Des maximales oscillant entre 40 et 43°C concerneront également Errachidia, Sidi Bennour, Safi, Nouaceur, Mediouna, Essaouira, Larache, Tinghir, Taounate, Moulay Yacoub, Fès, Berrechid, Agadir-Ida-Ou-Tanane, Meknès, El Hajeb, Sefrou, Taroudant, Khouribga, Khénifra, Guelmim, Benslimane, Ouezzane et Taza.
Les régions côtières seront relativement épargnées, avec des températures variant entre 33 et 38°C à Skhirate-Témara, Casablanca, Mohammedia, Rabat, Salé, El Jadida et Ifrane.
Par ailleurs, de fortes rafales de vent de 75 à 85 km/h sont prévues de vendredi à 10 heures jusqu'à samedi à 23 heures dans les provinces de Tanger-Assilah et Fahs-Anjra.
L'OMM annonce un El Niño de forte intensité
Au niveau international, l'Organisation météorologique mondiale a annoncé l'installation d'un épisode El Niño dans le Pacifique tropical, qui devrait rapidement gagner en intensité entre juillet et septembre.
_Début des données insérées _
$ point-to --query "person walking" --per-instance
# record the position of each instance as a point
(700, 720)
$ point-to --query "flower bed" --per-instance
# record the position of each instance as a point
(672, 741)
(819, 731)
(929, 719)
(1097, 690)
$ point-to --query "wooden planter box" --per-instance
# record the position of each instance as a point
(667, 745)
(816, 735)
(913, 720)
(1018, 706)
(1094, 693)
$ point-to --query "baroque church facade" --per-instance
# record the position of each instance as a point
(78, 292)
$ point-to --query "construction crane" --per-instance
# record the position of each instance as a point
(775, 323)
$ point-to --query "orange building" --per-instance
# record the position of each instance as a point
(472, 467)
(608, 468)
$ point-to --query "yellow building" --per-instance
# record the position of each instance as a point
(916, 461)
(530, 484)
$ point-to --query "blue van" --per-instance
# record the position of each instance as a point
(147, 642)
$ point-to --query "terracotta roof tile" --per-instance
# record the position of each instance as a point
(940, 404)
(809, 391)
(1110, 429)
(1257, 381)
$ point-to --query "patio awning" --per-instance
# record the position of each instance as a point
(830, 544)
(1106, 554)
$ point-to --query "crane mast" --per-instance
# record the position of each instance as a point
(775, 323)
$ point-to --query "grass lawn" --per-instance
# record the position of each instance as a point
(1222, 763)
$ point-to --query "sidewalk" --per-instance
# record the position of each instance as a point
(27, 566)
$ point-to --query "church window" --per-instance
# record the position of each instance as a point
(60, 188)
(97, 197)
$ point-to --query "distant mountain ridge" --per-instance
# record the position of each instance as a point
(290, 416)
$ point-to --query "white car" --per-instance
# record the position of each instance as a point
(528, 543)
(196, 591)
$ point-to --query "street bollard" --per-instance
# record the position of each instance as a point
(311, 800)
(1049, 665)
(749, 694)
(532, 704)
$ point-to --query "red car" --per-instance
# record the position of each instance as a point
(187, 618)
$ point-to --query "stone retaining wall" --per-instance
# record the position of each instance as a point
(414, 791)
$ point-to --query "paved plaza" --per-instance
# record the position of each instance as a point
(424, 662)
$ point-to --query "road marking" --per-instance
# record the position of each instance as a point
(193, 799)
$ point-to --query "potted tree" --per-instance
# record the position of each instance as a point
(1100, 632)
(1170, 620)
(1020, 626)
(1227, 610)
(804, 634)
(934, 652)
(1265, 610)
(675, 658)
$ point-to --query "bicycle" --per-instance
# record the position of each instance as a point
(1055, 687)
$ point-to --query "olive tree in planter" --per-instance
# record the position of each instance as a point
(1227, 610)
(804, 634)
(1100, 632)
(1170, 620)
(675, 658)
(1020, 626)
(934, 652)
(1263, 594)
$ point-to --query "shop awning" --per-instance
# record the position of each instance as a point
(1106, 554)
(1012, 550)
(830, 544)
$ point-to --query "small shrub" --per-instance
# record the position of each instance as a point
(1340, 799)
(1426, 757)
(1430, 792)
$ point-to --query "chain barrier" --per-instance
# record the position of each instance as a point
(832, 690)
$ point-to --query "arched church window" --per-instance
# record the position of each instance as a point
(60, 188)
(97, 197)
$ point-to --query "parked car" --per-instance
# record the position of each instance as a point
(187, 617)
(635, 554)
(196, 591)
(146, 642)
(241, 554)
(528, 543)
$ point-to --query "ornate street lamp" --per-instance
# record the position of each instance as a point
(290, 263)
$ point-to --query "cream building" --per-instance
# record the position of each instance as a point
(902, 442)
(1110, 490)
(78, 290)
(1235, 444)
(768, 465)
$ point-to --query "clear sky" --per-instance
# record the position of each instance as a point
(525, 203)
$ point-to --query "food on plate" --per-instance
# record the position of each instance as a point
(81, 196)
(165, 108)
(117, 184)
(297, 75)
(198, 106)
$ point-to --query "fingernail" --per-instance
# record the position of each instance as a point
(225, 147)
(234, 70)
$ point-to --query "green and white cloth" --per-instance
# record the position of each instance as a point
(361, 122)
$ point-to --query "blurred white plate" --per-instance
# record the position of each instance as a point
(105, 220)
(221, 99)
Selon son dernier Bulletin saisonnier sur le climat, les principaux modèles de prévision convergent vers un épisode marqué, avec des températures de surface de la mer dépassant de plus de deux degrés les normales saisonnières dans le centre et l'est du Pacifique équatorial.
La secrétaire générale de l'OMM, Celeste Saulo, indique que ce phénomène augmentera les risques de sécheresses, de fortes précipitations ainsi que de vagues de chaleur terrestres et marines dans de nombreuses régions du monde.
Des impacts attendus sur plusieurs continents
L'organisation onusienne souligne que cet épisode intervient dans un contexte déjà marqué par les effets du changement climatique, qui accentuent la vulnérabilité des populations, notamment dans les pays en développement.
Les prévisions saisonnières font état de températures supérieures aux normales sur la quasi-totalité des régions habitées de la planète. Des conditions plus sèches sont attendues notamment en Australie, dans certaines régions de l'Inde, en Amérique centrale, dans les Caraïbes, au nord-ouest de l'Amérique du Sud et dans la Corne de l'Afrique.
À l'inverse, des précipitations supérieures aux normales sont prévues dans le centre et l'est du Pacifique équatorial, au nord du golfe de Guinée ainsi que dans certaines régions du sud-ouest des États-Unis.
En Europe, les projections annoncent un contraste entre un sud plus humide que la normale et un nord plus sec, même si le degré de confiance des prévisions demeure plus limité.
Face à ces perspectives, l'OMM indique avoir renforcé ses dispositifs de surveillance climatique et ses systèmes d'alerte précoce afin d'aider les gouvernements et les secteurs sensibles, notamment l'agriculture et la santé, à anticiper les conséquences de cet épisode climatique.